One important variable might be whether a vehicle has actually been sold. This data would be useful to determine how the vehicles that are actually sold differ, if at all, from all the vehicles that are posted. This variable could not be deduced from the other variables, and it may not even be possible to obtain it from the site, if vehicles that are sold simmply have their posts closed and made inaccessible.
clean.conditions <- vposts$condition
conditions <- as.vector(sort(table(clean.conditions, useNA = "always") /
length(clean.conditions), decreasing = T))
names(conditions) <- names(sort(table(clean.conditions, useNA = "always"),
decreasing = T))
names(conditions)[is.na(names(conditions))] <- "NA"
barplot(conditions, las=2, cex.names = 0.5, cex.axis = 0.7)
title(main="Vehicle Conditions", ylab="Proportion with Condition")

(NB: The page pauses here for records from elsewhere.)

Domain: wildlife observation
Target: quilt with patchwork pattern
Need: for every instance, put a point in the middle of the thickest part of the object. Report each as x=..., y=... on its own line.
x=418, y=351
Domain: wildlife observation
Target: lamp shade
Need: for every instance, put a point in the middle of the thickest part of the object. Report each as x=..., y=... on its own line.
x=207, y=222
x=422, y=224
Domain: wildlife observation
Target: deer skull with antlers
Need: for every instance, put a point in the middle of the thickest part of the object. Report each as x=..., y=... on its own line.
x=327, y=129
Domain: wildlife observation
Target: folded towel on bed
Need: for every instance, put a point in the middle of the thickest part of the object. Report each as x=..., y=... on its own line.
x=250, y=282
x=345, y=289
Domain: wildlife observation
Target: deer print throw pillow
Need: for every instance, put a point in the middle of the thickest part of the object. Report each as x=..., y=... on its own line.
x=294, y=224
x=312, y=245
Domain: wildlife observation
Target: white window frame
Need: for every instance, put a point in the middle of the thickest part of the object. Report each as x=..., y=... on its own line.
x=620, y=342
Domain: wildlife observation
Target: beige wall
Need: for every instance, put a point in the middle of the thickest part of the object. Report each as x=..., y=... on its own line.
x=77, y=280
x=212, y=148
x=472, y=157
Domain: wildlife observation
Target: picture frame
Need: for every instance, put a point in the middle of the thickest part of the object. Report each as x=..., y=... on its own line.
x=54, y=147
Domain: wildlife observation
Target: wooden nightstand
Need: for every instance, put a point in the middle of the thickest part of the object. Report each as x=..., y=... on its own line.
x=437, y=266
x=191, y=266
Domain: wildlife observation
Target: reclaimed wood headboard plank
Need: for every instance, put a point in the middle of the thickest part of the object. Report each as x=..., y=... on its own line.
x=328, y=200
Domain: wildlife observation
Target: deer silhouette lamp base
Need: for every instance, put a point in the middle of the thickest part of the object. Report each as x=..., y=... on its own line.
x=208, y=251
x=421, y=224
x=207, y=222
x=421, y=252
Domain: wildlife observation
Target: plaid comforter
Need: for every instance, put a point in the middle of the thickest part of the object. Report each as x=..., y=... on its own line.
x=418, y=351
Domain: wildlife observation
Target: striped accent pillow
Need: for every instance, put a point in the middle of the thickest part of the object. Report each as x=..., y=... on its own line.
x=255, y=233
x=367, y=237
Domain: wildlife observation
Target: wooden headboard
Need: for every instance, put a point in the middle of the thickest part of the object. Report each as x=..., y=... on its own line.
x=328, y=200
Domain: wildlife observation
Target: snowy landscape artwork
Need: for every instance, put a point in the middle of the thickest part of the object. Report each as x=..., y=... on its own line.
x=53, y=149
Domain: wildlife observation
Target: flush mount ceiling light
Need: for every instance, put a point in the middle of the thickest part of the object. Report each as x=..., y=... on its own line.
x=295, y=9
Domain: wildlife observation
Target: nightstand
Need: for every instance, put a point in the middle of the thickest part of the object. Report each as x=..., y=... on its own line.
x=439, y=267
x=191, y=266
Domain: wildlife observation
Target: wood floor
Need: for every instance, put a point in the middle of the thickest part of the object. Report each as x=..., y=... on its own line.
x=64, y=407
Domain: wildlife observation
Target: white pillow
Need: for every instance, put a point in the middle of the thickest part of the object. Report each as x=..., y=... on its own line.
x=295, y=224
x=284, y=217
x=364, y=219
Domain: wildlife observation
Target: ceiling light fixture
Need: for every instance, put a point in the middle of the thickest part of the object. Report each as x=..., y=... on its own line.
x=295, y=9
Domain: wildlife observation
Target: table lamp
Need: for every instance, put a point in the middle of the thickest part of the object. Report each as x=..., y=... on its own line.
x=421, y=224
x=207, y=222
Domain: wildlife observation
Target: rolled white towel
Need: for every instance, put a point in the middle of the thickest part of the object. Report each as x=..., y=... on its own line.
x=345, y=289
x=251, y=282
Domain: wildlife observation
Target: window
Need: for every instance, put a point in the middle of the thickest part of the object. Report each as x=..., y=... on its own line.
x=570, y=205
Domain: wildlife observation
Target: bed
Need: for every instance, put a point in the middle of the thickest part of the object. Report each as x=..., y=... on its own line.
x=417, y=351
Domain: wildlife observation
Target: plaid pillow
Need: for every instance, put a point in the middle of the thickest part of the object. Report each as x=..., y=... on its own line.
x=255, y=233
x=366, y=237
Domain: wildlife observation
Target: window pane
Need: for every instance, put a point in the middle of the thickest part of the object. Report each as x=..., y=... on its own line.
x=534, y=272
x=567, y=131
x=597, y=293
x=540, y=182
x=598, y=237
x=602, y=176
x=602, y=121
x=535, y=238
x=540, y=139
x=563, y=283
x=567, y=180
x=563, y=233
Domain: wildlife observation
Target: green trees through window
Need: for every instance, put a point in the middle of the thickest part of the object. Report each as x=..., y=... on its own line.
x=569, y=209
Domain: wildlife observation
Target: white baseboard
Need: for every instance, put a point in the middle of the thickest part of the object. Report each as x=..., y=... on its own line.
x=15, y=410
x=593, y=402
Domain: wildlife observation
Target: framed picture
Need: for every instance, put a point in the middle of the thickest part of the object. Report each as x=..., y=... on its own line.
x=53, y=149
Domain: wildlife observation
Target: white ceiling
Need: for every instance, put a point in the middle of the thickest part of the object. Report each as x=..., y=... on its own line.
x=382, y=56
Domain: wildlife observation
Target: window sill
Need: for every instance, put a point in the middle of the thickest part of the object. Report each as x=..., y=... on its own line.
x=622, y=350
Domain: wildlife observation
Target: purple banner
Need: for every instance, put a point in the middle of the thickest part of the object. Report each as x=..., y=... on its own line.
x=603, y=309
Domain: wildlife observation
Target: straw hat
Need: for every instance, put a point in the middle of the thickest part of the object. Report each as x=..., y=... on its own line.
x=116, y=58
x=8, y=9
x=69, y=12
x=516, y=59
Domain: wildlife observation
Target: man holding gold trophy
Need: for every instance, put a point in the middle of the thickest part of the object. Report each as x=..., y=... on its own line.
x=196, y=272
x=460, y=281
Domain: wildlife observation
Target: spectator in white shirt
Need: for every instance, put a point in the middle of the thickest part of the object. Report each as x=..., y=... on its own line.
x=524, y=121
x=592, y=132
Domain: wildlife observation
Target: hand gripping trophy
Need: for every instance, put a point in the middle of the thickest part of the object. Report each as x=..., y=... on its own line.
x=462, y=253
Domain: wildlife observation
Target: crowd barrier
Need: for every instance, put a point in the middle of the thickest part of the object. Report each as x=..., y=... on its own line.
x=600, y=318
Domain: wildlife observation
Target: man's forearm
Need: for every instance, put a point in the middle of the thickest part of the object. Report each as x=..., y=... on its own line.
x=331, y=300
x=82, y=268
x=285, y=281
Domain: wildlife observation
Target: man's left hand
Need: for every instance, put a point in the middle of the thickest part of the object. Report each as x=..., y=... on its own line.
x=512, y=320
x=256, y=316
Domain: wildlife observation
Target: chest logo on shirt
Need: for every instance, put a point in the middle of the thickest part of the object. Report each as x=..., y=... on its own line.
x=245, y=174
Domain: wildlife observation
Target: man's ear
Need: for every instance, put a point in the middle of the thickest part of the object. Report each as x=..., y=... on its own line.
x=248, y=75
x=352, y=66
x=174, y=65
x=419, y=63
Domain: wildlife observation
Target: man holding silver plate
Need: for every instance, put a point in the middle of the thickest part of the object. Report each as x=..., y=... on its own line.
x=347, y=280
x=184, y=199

Many of the conditions were used to describe very few vehicles, often only 1. Because these conditions will not lead to useful conclusions, only the more common conditions will be considered.
top.conditions <- conditions[conditions >= .001]
# Subset with only the top conditions
vp.top.conditions <- vposts[vposts$condition %in% names(top.conditions), ]
bwplot(condition ~ odometer, data = vp.top.conditions,
main="Vehicle Condition and Odometer", xlab = "Condition")
The boxplots show that vehicles with conditions like "excellent", "new", or "like new" tend to have lower odometer values than vehicles with conditions like "fair" or "good". The "certified" condition shows the least range of odometer values, likely due to having compmaratively few observations. Curiously, the "used" condition seems to have relativley low odometer values, with a distribution similar to "like new".